Slovenia has been given the green light by the European Commission to distribute seven million euros ($7.7 million) to airlines in the form of incentive grants that are aimed at stimulating the recovery of air traffic. The country’s aviation sector remains one of Europe’s worst affected by the pandemic.
Aviation in Slovenia is doing very poorly
Aviation in Slovenia experienced a double whammy in the last three years. First, its flag carrier, Adria Airways, went bankrupt in late 2019. Despite this bankruptcy becoming an inevitable outcome about three months before it actually happened, Slovenia’s Government did not put into place any mechanism to safeguard the country’s aviation sector.
Then, the pandemic hit just several months later. As a result, foreign airlines did not replace almost any capacity previously offered by Adria Airways. Ljubljana Airport’s traffic remains a mere fraction of its pre-2020 levels.
Since Adria Airways’ bankruptcy, the Slovenian Government has toyed with the idea of setting up a new national airline continuously. However, the Government remains uncommitted to the idea because there is no strong political appetite in Slovenia to set up Adria Airways number 2.

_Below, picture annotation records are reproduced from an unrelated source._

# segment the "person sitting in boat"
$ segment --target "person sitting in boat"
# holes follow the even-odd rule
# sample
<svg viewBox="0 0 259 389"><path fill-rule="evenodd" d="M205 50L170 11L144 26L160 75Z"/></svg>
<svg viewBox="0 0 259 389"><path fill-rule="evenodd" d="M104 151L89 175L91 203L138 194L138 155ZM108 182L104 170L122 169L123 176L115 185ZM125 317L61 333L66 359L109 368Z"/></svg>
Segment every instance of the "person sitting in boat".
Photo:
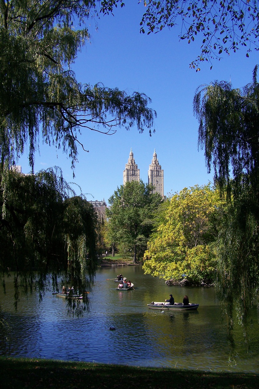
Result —
<svg viewBox="0 0 259 389"><path fill-rule="evenodd" d="M182 300L182 305L189 305L189 299L187 294L186 294L184 297L184 299Z"/></svg>
<svg viewBox="0 0 259 389"><path fill-rule="evenodd" d="M170 297L170 298L169 300L165 300L165 302L164 303L165 305L173 305L175 303L175 299L172 295L169 294L169 296ZM167 304L166 304L166 303L167 303Z"/></svg>

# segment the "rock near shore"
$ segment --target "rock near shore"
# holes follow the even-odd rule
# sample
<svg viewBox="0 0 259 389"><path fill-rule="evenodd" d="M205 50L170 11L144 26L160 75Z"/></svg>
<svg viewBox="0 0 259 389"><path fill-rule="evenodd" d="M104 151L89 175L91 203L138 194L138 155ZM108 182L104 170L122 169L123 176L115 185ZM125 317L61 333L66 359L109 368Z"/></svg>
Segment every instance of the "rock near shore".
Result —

The demise of Adria Airways has left Slovenian air connectivity in dire straits. Photo: Getty Images
Another tender to the rescue
To resolve this problem, the Government of Slovenia has proposed yet another tender for existing and potential airlines to apply for. However, only seven million euros ($7.7 million) are up for grabs, so it remains unclear what the Government is trying to achieve. This is the total budget for all airlines.
The explicit purpose of the tender is to ensure that the existing basic network of links between Slovenia and European hubs is maintained and that more destinations in Europe and the rest of the world are added. The Slovenian Government will distribute the money to the airlines that apply following a specific method. This will likely see the money divided up between at least six airlines, and the maximum amount that any single airline can get is 2.5 million euros ($2.7 million).
The European Commission has now approved the scheme, according to a press release by the Slovenian Government. It has been found to be in line with the state aid framework that was produced specifically for the pandemic two years ago.
Following the last tender, SWISS somehow received funding by Slovenia even though it was not flying to the country at the time. Photo: Getty Images
The last tender was not a success
When this whole process was launched the first time around, in November 2020, it did not yield a meaningful result as it did not produce a meaningful difference to Slovenia’s air connectivity. It remains unclear how the Government expects this new tender to be more successful when it is almost identical to the old one.
As Simple Flying reported at the time, the last tender was an unusual method of state funding in the sense that it was actually a retrospective subsidy.
For that tender, the Slovenian Ministry for Economic Development and Technology had formed a commission that decided how much money the Government would give to airlines that operated flights to Ljubljana Airport in 2020. The money was awarded a scorecard which was used to rank the applicant airlines , but this was criticized for its strange points system.
For example, one of the criteria that carried 20 points was that the applicant had to perform business activity in both EU and non-EU countries, but both in Europe. Similarly, the applicant had to fly to Slovenia at least five times a week, but one of the airlines that received funding in the end (SWISS of Lufthansa Group) did not actually do so. Furthermore, easyJet did not receive any funding after it was reportedly disqualified for undisclosed reasons.
The biggest oddity with the tender remains the fact that it is a retrospective subsidy that functions as a reward system for airlines that have been maintaining flights to Slovenia.